Homecoming

Yesterday, I was participating in what was called a “Homecoming Service.” Like many churches, such services are designed to bring people back to church after the summer months in which pews are often sparsely filled, but it struck me that the title holds theological meaning as well: Despite our best efforts to look and feel otherwise, most of us long for home and it is as good a time as ever to admit it and do something about it.

As many know, I have a soft spot for The Wizard of Oz. Not only did I watch it whenever it came on TV, but I played the record most nights as I went to sleep as a child. Even then, I knew there was something about the show that spoke to my soul. Characters who felt incomplete and a girl longing for home spoke to me when I was a child. They still do. Looking back, I can see all the ways I’ve searched for completeness, for ways to feel good enough, just as I’ve searched for a “home” that would make me feel a sense of safety and belonging that has forever alluded me.

An alcoholic once described it as having a “hole in my soul through which the wind blows,” and a renowned theologian called it a “wound which we find at the heart of everything [that is] finally incurable, yet we are . . . driven to try.” Maybe you have words of your own to capture your deep longing, your incurable wound. Our reasons are unique, but the longing is not. The question is: what, then, can we do?

Although it might sound trite, the one thing we can do is turn and head home. Stop our endless searching and our futile attempts to fill the hole inside us and head home – back to our true selves, the children we once were, and to the one who created us in the first place.

“There’s no place like home,” said a wonderful girl with ruby slippers, and our hearts will be forever restless until we find our true home. If only it was as easy as clicking our heels three times, but I believe we can still get there. There are arms opened wide saying, “You’ve tried everything else. It’s time to come home.” Let’s all run together!

Back to School

No matter how long it’s been, I still think like a teacher. Labor Day marks the end of Summer and the beginning of Fall. Another year begins, and such an ingrained way of looking at things is not all bad.

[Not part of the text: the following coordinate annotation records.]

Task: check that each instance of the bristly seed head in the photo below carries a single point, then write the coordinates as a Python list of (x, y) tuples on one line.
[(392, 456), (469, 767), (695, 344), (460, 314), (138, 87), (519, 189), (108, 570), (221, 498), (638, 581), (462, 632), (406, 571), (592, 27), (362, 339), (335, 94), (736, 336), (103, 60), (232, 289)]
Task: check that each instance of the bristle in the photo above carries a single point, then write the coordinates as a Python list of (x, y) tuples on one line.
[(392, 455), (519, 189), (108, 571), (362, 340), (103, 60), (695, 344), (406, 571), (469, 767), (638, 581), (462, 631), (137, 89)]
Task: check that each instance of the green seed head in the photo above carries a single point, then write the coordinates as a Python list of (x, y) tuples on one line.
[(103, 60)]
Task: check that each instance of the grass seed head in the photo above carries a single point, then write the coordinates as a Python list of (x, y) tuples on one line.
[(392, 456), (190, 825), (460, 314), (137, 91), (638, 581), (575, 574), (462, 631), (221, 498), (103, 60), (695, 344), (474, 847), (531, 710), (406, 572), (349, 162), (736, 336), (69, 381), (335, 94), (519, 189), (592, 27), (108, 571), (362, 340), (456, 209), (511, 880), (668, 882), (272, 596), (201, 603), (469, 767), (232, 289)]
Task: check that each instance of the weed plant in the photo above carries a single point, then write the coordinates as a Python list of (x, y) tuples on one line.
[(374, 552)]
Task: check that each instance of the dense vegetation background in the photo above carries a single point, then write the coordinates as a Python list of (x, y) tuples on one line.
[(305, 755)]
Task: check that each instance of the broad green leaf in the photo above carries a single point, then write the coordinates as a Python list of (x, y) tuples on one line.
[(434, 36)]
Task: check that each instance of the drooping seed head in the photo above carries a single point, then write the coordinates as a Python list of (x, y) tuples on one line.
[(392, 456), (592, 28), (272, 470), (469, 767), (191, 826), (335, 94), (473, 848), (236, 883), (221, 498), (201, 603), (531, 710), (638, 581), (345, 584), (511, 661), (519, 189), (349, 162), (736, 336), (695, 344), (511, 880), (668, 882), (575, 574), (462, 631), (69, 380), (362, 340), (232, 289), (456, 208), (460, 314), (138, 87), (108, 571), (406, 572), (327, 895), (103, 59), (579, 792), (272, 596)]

A teacher (and student) gets to start over every September. Whiteboards are cleaned (literally and metephorically), fresh markers are ready to write the year’s lessons as if for the first time. For me, it’s all about new opportunities; it’s all about grace.

Although I no longer need school supplies, I always buy a new journal. Although I no longer have pre-season practices, I use the cooler temperatures to up my physical efforts. Although classes are a thing of the past, I reestablish my daily rituals, and even though there are no exams, I establish goals to work toward.

I write to invite you to join me returning to school. I promise, there are no grades, and, who knows, you might just grow in new ways.

Training Wheels

On what/whom do you depend? Posing the question to the assembled group created the kind of silence that made me wonder if I’d made a terrible mistake. People looked at their feet, cleared their throats, or reached for their coffee. In a world which encourages people to be masters of their destiny, to be invincible, or at least widely independent, I understood their hesitation to answer, but I also know that we all depend on something or someone. The question is, on what or whom?

Suddenly, an image came to mind, one that did not make any sense at the time. I thought about the days when I did not know how to ride my bike and my parents gave me a bike with training wheels. It stood erect in the driveway, no need for a kickstand, and I could sit on the seat and not worry about tipping over. Just to make sure, I leaned from one side to the other and was relieved to remain upright. I leaned more dramatically to each side eventually finding out there was a limit to the power of the training wheels.

Not knowing what that memory had to do with this morning’s topic, I listened as people spoke about their lives before entering the rooms of twelve-step recovery. One person shared his obsession with work and how he gave his all to being successful until he came home to an empty house. Another spoke of growing up in an uncertain, unpredictable house and how it caused her to demand absolute certainty from the people around her. Eventually, it led to her being completely alone. Another spoke of material success and how he used it to “buy” the respect of others and how it became a “hamster wheel of more” which led to his eventually defaulting on loans and declaring bankruptcy.

I eventually saw what my childhood memory had to do with what we were discussing. Like those in the rooms, I’ve often longed for something more than I’ve had. No job, relationship, or bank account was enough. There was always an emptiness, a longing, (or “hole in my soul” as someone wise once wrote) and no matter how hard I tried it always remained. I could lean in one direction or another and feel secure, but eventually the “training wheels” would give out and leave me lying face-down on the driveway.

It would be logical to take such a lesson and set out to never depend on anything or anyone, but the truth is we are not independent beings. Despite whatever evidence we have to suggest otherwise, we were born incomplete. The question then becomes, what are we going to do about that, or, as I posed that morning, on what or whom will we depend?

Reaching such a moment of clarity is humbling, and yet it is also life-giving. To realize we are perpetually in need allows us to release our white-knuckle grip on life (and those around us) and turn to something or someone greater than we. It might sound simple or, worse, simplistic, but surrendering to a power greater than ourselves can begin a sacred dance that will lead us in directions we never expected. Unlike the training wheels, we can lean in all we want or need and never topple to the ground.